そうなると、専用機持ちは何をするのやら。やはり、訓練の補助だろうか。
「では山田先生、ホームルームを」
「は、はいっ!」
織斑先生の言葉に、山田先生が応えた。まあ大体の事は織斑先生が話しただろうと考えた、その時。
「ええとですね、今日は何と転校生を紹介します!しかも二名です!」
その言葉に驚く。クラスメイト皆もだろう、大層驚いた様子で声を上げた。
この時期に、転校生が二人。……何かきな臭いものを感じる。
そんな事を考えていると、教室のドアが開く。
「失礼します」
「…………」
そうして二人の転校生が入って来た時、先程より大きな衝撃を受ける。
何故なら、片方の転校生が身に着けていたのは男子用の制服だったのだ。
「シャルル・デュノアです。

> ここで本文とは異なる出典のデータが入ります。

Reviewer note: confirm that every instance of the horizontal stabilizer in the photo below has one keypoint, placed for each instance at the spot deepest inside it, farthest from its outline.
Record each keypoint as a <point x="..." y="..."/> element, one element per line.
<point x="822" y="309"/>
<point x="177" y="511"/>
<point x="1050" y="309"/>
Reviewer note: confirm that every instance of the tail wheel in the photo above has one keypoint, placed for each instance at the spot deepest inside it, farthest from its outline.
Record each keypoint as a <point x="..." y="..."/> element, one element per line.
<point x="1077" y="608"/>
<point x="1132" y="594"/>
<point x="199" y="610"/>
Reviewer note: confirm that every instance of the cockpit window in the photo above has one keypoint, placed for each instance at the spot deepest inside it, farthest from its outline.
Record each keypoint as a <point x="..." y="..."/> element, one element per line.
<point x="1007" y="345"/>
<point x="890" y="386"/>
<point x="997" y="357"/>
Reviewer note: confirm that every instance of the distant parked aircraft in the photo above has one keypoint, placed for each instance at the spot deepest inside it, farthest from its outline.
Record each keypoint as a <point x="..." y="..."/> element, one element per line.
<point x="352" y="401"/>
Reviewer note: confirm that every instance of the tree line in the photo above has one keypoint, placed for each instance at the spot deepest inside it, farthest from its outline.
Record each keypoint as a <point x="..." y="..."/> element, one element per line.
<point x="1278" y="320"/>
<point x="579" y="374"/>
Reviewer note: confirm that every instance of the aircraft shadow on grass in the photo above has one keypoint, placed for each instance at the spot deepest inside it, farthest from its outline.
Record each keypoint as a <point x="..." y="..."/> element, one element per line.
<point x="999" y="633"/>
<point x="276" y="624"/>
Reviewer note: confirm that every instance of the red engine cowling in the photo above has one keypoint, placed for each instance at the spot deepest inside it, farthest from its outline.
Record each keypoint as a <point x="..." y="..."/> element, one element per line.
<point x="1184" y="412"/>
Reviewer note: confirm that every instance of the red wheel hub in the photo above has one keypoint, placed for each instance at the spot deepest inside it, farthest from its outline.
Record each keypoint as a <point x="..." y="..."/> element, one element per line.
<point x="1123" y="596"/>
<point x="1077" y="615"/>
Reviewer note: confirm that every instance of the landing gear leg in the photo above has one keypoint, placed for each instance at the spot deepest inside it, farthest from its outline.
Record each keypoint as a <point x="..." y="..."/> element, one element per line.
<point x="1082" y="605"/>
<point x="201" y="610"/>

フランスから来ました。この国では不慣れな事も多いかと思いますが、皆さんよろしくお願いします」
転校生の一人、デュノアがにこやかな顔で一礼する。
私も思わず、あっけにとられていた。
「お、男……?」
クラスメイトの誰かがそう言うと、デュノアが話す。
「はい。此方に僕と同じ境遇の方いると聞いて本国より転入を……」
デュノアは人懐っこそうな顔で言う。体の線は細く、顔も中性的な人相だ。濃くて長い金髪を後ろで丁寧に束ねている。
あまり体格がいいとは言わないが所々で気品の良さがにじみ出ている。結構な上流階級の出自なのだろうか。しかし、それはどこかでとってつけたように見える。
私が考えていると、クラス中から声が上がる。
「きゃああああー!!」
悲鳴に近いような喜び声が教室に響く。事態はそれだけでは収まらなかった。
「三人目の男子が!うちのクラスに!」
「しかも美形!守ってあげたくなる系の!」
クラスメイト達が騒ぎ立てる。この後起こることは想像に難くない。
「あー、静かにしろ。騒ぐな」
「み、皆さんお静かに。まだ自己紹介が終わってませんから……」
今回は出席簿の音はしなかった。面倒だったからか、はたまた女の園に美形が入ってきたことに少し思う事があるのだろうか。
それとも、別の思惑が……まあいい、今はそんな事を考えても仕方が無い。もう片方の転校生に目をやるとしよう。
もう一人の転校生はやや白に近い銀の髪を腰まで下ろしている。そして目に付くのは、眼帯だ。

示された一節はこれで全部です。